# Halfmoon or Super Delta? Dragonscale marble or just marble?



## Syriiven (Aug 15, 2012)

Hi! I'm in love with my betta! Who on here isn't, right?

Well since I got him on Saturday I've discovered he may not be a halfmoon, but a super delta, may not be just a marble, but a marble with dragonscale. A whole lot of maybes!

So maybe I could have a few of you more experienced folks help me identify him correctly!

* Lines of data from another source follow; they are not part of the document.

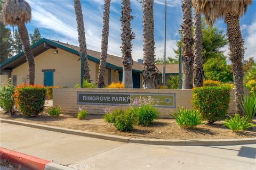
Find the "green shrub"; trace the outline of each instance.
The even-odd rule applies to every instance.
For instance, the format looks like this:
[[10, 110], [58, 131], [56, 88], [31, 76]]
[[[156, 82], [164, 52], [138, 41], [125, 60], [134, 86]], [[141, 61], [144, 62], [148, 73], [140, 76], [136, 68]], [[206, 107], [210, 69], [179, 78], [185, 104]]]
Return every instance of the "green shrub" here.
[[142, 105], [134, 108], [134, 112], [138, 116], [139, 125], [148, 126], [159, 116], [158, 109], [153, 105]]
[[[107, 108], [105, 108], [105, 110]], [[113, 111], [111, 109], [108, 109], [107, 111], [105, 111], [105, 115], [103, 116], [103, 118], [106, 122], [109, 123], [114, 123], [115, 122], [115, 117], [121, 114], [123, 114], [124, 111], [121, 109], [114, 110]]]
[[37, 116], [44, 110], [46, 89], [42, 85], [20, 85], [14, 90], [14, 100], [26, 117]]
[[47, 86], [45, 87], [46, 88], [46, 98], [47, 99], [52, 99], [52, 89], [53, 88], [60, 88], [59, 86]]
[[78, 110], [78, 113], [77, 113], [77, 118], [79, 120], [85, 119], [87, 115], [88, 112], [85, 110], [83, 110], [82, 109], [82, 108], [79, 108]]
[[193, 108], [200, 110], [204, 119], [212, 124], [227, 114], [230, 99], [230, 87], [206, 86], [193, 89]]
[[166, 81], [166, 84], [169, 89], [179, 89], [179, 75], [170, 75]]
[[[81, 88], [81, 84], [80, 83], [76, 84], [74, 87], [75, 88]], [[90, 83], [87, 80], [84, 80], [84, 88], [97, 88], [97, 85], [94, 83]]]
[[240, 104], [243, 108], [244, 115], [247, 116], [248, 122], [252, 122], [256, 114], [256, 95], [244, 96]]
[[133, 130], [137, 123], [136, 115], [131, 108], [128, 108], [125, 111], [122, 109], [114, 110], [106, 114], [103, 118], [106, 122], [111, 123], [117, 130], [122, 131]]
[[131, 99], [131, 108], [137, 116], [139, 125], [147, 126], [159, 116], [158, 109], [154, 106], [157, 104], [151, 96]]
[[189, 110], [186, 108], [178, 109], [178, 112], [170, 114], [181, 128], [195, 128], [197, 125], [202, 124], [203, 116], [197, 110]]
[[220, 81], [217, 80], [204, 80], [203, 83], [204, 86], [219, 86], [220, 84]]
[[234, 132], [243, 131], [245, 129], [256, 126], [252, 123], [249, 123], [247, 121], [246, 116], [240, 117], [239, 114], [236, 114], [233, 117], [229, 117], [230, 118], [226, 119], [223, 125]]
[[256, 95], [256, 80], [249, 81], [245, 85], [245, 88], [249, 90], [250, 93]]
[[12, 116], [15, 113], [14, 99], [13, 95], [15, 87], [12, 86], [11, 80], [6, 84], [0, 86], [0, 107]]
[[52, 106], [49, 108], [48, 113], [51, 117], [58, 118], [60, 117], [60, 114], [61, 113], [60, 107], [59, 106]]

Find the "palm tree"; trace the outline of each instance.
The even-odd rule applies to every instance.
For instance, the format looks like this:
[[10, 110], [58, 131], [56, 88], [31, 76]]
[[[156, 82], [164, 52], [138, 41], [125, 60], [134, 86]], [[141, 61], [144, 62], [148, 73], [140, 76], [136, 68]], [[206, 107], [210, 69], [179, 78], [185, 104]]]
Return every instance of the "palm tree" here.
[[213, 24], [217, 19], [224, 18], [227, 24], [227, 34], [235, 85], [236, 112], [240, 114], [243, 114], [239, 103], [244, 94], [243, 60], [244, 48], [239, 19], [251, 3], [251, 0], [193, 0], [195, 10], [205, 15], [207, 23]]
[[108, 53], [108, 33], [109, 23], [109, 13], [111, 0], [104, 0], [103, 12], [103, 28], [101, 34], [101, 54], [100, 56], [99, 74], [97, 83], [98, 88], [102, 88], [104, 87], [104, 77], [105, 76], [106, 63]]
[[23, 51], [29, 68], [29, 84], [33, 85], [35, 83], [35, 61], [25, 25], [25, 23], [31, 20], [30, 6], [24, 0], [6, 0], [3, 5], [1, 17], [5, 25], [18, 26]]
[[202, 64], [203, 47], [202, 45], [201, 15], [196, 12], [194, 12], [194, 67], [193, 86], [203, 86], [203, 65]]
[[192, 45], [192, 2], [183, 0], [181, 5], [183, 12], [181, 31], [182, 35], [182, 89], [190, 89], [193, 87], [193, 54]]
[[142, 0], [143, 10], [143, 86], [155, 89], [157, 86], [159, 72], [155, 65], [154, 38], [154, 0]]
[[123, 58], [123, 83], [126, 88], [132, 88], [132, 43], [135, 38], [135, 34], [132, 32], [131, 21], [133, 16], [131, 15], [130, 0], [122, 0], [121, 12], [121, 39]]
[[[81, 57], [84, 56], [84, 79], [89, 82], [90, 80], [90, 70], [88, 60], [87, 58], [86, 42], [85, 41], [85, 32], [84, 31], [84, 21], [82, 13], [81, 4], [80, 0], [74, 0], [75, 13], [76, 16], [76, 22], [77, 23], [77, 32], [78, 32], [78, 41], [80, 49], [79, 54]], [[82, 62], [81, 60], [81, 62]]]

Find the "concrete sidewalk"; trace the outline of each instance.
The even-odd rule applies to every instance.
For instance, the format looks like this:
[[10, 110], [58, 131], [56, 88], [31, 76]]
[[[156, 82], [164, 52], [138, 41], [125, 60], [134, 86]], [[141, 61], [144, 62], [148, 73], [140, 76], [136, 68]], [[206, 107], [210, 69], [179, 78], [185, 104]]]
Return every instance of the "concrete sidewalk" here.
[[1, 147], [78, 169], [256, 169], [256, 144], [125, 143], [1, 123]]

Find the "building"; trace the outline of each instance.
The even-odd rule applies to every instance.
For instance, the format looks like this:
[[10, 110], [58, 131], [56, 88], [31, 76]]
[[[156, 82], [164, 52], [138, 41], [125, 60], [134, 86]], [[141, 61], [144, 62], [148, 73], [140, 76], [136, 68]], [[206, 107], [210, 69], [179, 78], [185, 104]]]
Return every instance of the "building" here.
[[[31, 46], [35, 57], [35, 83], [45, 86], [74, 87], [79, 83], [81, 62], [79, 47], [69, 44], [43, 38]], [[100, 53], [87, 50], [91, 79], [95, 82], [99, 73]], [[108, 55], [105, 73], [105, 84], [122, 81], [122, 58]], [[21, 52], [0, 65], [1, 82], [11, 78], [14, 85], [29, 82], [28, 64]], [[142, 65], [134, 62], [133, 81], [135, 88], [142, 87]], [[6, 75], [6, 74], [7, 75]]]
[[[35, 57], [35, 83], [46, 86], [74, 87], [80, 83], [81, 62], [79, 47], [58, 41], [43, 38], [31, 46]], [[100, 53], [87, 49], [91, 80], [95, 82], [99, 73]], [[172, 66], [173, 65], [173, 66]], [[166, 65], [166, 73], [178, 74], [176, 64]], [[157, 65], [159, 71], [162, 65]], [[133, 62], [132, 66], [133, 87], [142, 88], [142, 63]], [[28, 83], [29, 68], [23, 52], [21, 52], [0, 65], [1, 83], [5, 83], [9, 78], [14, 85]], [[108, 55], [105, 72], [105, 84], [122, 81], [122, 58]], [[4, 74], [4, 75], [3, 75]]]

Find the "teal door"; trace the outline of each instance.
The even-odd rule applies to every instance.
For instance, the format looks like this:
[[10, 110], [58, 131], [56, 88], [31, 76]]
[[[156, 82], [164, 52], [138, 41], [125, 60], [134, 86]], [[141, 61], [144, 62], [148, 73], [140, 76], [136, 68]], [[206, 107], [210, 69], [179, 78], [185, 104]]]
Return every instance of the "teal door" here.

Here is a short video of him going around his side of the 10g he shares with another male. For better views you can see pictures of him in my album titled 'Seiya'! =D



Sorry about the not so great video (at least I got the important bits >.< ) I keep forgetting that turning my phone to match the angle of what I'm filming doesnt mean my screen flips too xD Sorry for the side view!


----------



## bryzy (Nov 3, 2012)

It's hard to tell in that pic


----------



## Kithy (Nov 21, 2012)

Click it, it's a video 

How nice of him to flare for you! I wish I could tell you what kind he is but he's absolutely beautiful and looks very healthy.


----------



## BettaPirate (Nov 20, 2012)

I am not super experienced as I have only owned one betta but based off the pictures i have seen of other betta who have been classified I think he looks like a marble delta... I bet one of the breeders would be able to give you a more educated answer.

I love the coloring! I don't usually like the white or clear fish much but his colors are so pretty!


----------



## bryzy (Nov 3, 2012)

There is a thread of tail types colors and patterns.


----------



## Syriiven (Aug 15, 2012)

Thanks for all the replies guys. And I've seen the thread but sometimes examples and descriptions don't do it justice. And here I can show him off a bit more. Also his tail-type is the hardest for me because when he's fully flared I'm not sure if he's a full 180 or like 170ish. He's almost there, and I know he has clear growth after the white in his caudal fin, but it's very hard to see.


----------



## a123andpoof (Apr 10, 2010)

I would say delta possibly super. And yes he is a marble. Possibly dragonscale marble kind of hard to tell.


----------



## Syriiven (Aug 15, 2012)

Been doing several hours of research and comparing other betta pics to him. I think he's a marble super delta with some dragonscaling. I also think he's a bit young (younger than my VT) and so I'll just watch and see what happens. If with healthier conditions his scales fill-out or not. And I'm excited to see how he'll change if he does.


----------



## Water (Oct 23, 2012)

OOOOOOOOooh, he's sooo pretty :') and cute! I love his colors and when he flared out omgomgomg, just beautiful. I've also been wondering how to tell if you have a marbled betta.. I just bought my new fish Petey yesterday and I have no idea to tell if he's marble. His colors are blotched all over the place and his fins are clear... this is a pic of him:
http://www.bettafish.com/attachment.php?attachmentid=70784&stc=1&d=1355411998


----------



## Syriiven (Aug 15, 2012)

I think yours is a marble, but could also be a multicolor...I'm fairly new to this too. 

I have been watching Seiya flare for a while and he IS a halfmoon! =D He just doesnt go for maximum flare all the time, but several different times he has tonight and it's definitely a straight 180 degree flare ^^ 

I feel so lucky, I had hoped to find an interesting betta (a mix of colors, tail type and something nifty) but never really thought I'd walk away from my lfs with such a cool little guy ^^


----------